Shortly after entering her third marriage, to the playwright Arthur Miller, Monroe wrote on a piece of stationery in 1956: “I guess I have always been deeply terrified to really be someones wife since I know from life one cannot love another, ever, really.”

The couple divorced in 1961. Monroe had two previous marriages: At 16, still known as Norma Jeane Baker, she married her boyfriend Jimmy Dougherty. They divorced in 1946.

And she was married to the baseball great Joe DiMaggio for nine months in 1954.

6. A Recipe for Stuffing

Estimated value: $10,000-$20,000

The recipe was made famous in the book “Fragments,” which featured a variety of letters, poems and other scribblings from her life. The New York Times tried re-creating her stuffing after the book published in 2010. “The most unnerving thing about the recipe is its laboriousness,” reads the article.

7. Musings on Life and Work

Estimated value: $10,000-$20,000

“For life,” the note reads. “It is rather a determination not to be overwhelmed.” And on work, she wrote, “The truth can only be recalled, never invented.”

8. Art, Drawn in Crayon

Estimated value: $15,000-$20,000

A variety of Monroe’s crayon drawings, including the one titled “Lover Watching His Love Sleep,” will be auctioned.

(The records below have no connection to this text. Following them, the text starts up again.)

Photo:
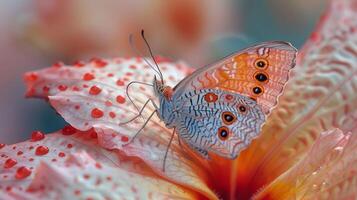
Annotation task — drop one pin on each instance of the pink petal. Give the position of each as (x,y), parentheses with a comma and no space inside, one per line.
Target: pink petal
(321,95)
(69,164)
(87,95)
(328,171)
(94,94)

“What people didn’t realize was Marilyn was an artist and she loved to paint and draw,” Nolan said. She even had architectural plans for an apartment in New York that included space for an art studio. The plans were never realized, but they will also be auctioned.

9. Letter: ‘I Don’t Know Anything’

Estimated value: $30,000-$50,000

Similar to the previous letter, Monroe wrote this in 1961 after her stay at the psychiatric clinic. It is addressed to Paula Strasberg. “Something has happened I think to make me lose my confidence,” she wrote, saying that she doesn’t know what it is. She adds: “Oh, Paula, I wish I knew why I am so anguished. I think maybe I’m crazy like all the other members of my family were, when I was sick I was sure I was.”

The actress was found dead at age 36 on Aug. 5, 1962, at her home in Los Angeles. “Beside the bed was an empty bottle that had contained sleeping pills,” The Times reported a day later.